Y si hablamos de hibridación, hablamos de un rendimiento extremo de consumo -el motor híbrido de gasolina más eficiente del mundo es de esta marca china-. Y en ello destaca como nadie un prototipo extremo que enseña el camino a seguir -cuando no reta directamente- a los eléctricos. ¿El motivo? Pesa sólo 49 kg y gasta 0,13 L/100 km de combustible.
Un prototipo extremo de fibra de carbono que gasta 0,13 L/100 km
Por supuesto, con sólo 0,11 L/100 km de consumo medio, no hablamos de un prototipo de un turismo o un TT al uso. Todo lo contrario, este prototipo apuesta por reducir el peso al extremo -por lo que pesa sólo 49 kg sin piloto y su carrocería está realizada al 100 % en fibra de carbono- y afilar al máximo la aerodinámica. El camino a seguir de los futuros eléctricos si quieren aumentar su autonomía.
Hablamos del prototipo construido por los estudiantes de la Universidad de Brigham Young, en Utah, Estados Unidos. Conocido internamente como Supermileage, esta universidad ha presentado durante años este prototipo extremo -y otros anteriores- a competiciones de consumo tan conocidas como la Shell Eco-Marathon, que busca la competición entre prototipos para lograr la eficacia más extrema.
Así, este año el Supermileage acaba de ganar esta competición. Y lo ha hecho con la última evolución de este prototipo… que pesa sólo 49 kg. No en vano, se trata, hablando en claro, de un triciclo recubierto por una cúpula aerodinámica realizada al 100 % en fibra de carbono.
Y debido a esos 49 kg y esta acusadísima ligereza, este prototipo extremo ha vencido en esta competición. Y lo ha hecho con una medición récord: un consumo de tan sólo 0,13 L/100 km. Y no de gasolina, sino de etanol.
O, lo que es lo mismo, es capaz de recorrer 2.145 millas con tan sólo un galón de este combustible basado en el alcohol o recorrer hasta 3.452 km con sólo 3,785 L de etanol.

De hecho, para mantener este ridículo peso de 49 kg, este prototipo extremo no cuenta siquiera con un depósito de combustible de un litro, sino sólo uno de 30 mililitros de etanol.

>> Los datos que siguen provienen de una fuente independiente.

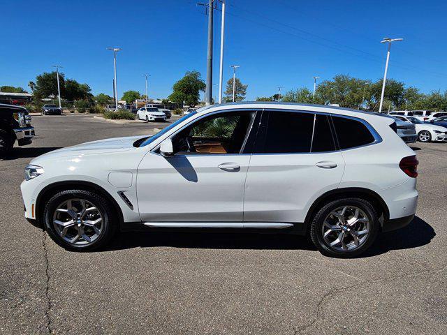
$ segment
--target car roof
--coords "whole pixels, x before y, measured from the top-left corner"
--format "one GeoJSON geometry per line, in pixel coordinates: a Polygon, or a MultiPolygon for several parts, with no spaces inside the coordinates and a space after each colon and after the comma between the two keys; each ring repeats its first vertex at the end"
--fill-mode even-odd
{"type": "Polygon", "coordinates": [[[281,103],[275,101],[244,101],[240,103],[227,103],[217,105],[210,105],[209,106],[202,107],[197,110],[199,114],[207,114],[217,110],[240,110],[240,109],[268,109],[268,110],[294,110],[309,112],[320,112],[324,113],[330,113],[334,114],[339,114],[343,116],[350,116],[358,117],[360,119],[376,119],[376,117],[383,117],[386,115],[383,113],[378,113],[376,112],[366,112],[363,110],[354,110],[353,108],[346,108],[344,107],[332,106],[328,105],[317,105],[310,103],[281,103]]]}

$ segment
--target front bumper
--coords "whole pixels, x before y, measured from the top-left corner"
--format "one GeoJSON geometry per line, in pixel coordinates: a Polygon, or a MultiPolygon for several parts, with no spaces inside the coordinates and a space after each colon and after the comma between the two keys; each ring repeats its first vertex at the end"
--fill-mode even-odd
{"type": "Polygon", "coordinates": [[[19,145],[29,144],[32,142],[31,139],[36,135],[34,127],[31,126],[15,128],[14,133],[19,145]]]}

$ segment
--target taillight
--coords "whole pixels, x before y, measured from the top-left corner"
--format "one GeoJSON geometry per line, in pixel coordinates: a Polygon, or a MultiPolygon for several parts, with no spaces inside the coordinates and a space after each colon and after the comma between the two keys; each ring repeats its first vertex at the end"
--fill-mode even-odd
{"type": "Polygon", "coordinates": [[[409,177],[416,178],[418,177],[418,164],[419,164],[419,161],[416,156],[408,156],[400,161],[399,168],[409,177]]]}

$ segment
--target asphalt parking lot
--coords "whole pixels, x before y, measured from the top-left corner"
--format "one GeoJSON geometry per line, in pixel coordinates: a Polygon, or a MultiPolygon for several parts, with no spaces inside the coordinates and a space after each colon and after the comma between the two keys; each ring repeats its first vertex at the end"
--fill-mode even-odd
{"type": "Polygon", "coordinates": [[[300,237],[216,233],[126,233],[80,253],[24,218],[24,167],[161,124],[76,114],[33,125],[33,144],[0,161],[0,333],[447,334],[447,144],[411,145],[417,217],[360,258],[324,257],[300,237]]]}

Una cantidad suficiente para que recorrer las 10 millas - 16,0934 km- de una vuelta al circuito Indianapolis Motor Speedway, una de las pruebas que tuvo lugar durante la competición de la Shell Eco-Marathon.
0,13 L/100 km, pero con notables problemas
Con este consumo récord, de tan sólo 0,13 L/100 km, el Supermileage es capaz de recorrer la distancia entre la población de Provo, en Utah y Nueva York; con tan sólo un galón. Pero ojo, con varias o muchas limitaciones.

La primera, la talla del piloto, ya que dado el diseño extremo del prototipo norteamericano limita la altura del piloto a un máximo de 1,62 metros, y su peso a los 54 kg. Pero esa no es la única limitación del Supermileage: otra muy importante es su velocidad, ya que para lograr un rendimiento extremo de combustible, este prototipo norteamericano está limitado a una velocidad máxima de sólo 23 mph o 37 km/h.
Una última limitación de este prototipo extremo es… su resistencia al aire. Está pensando para ser lo más aerodinámico posible, pero una corriente de aire en contra aumentaría ‘notablemente’ su consumo de sólo 0,13 L/100 km y, también, su autonomía.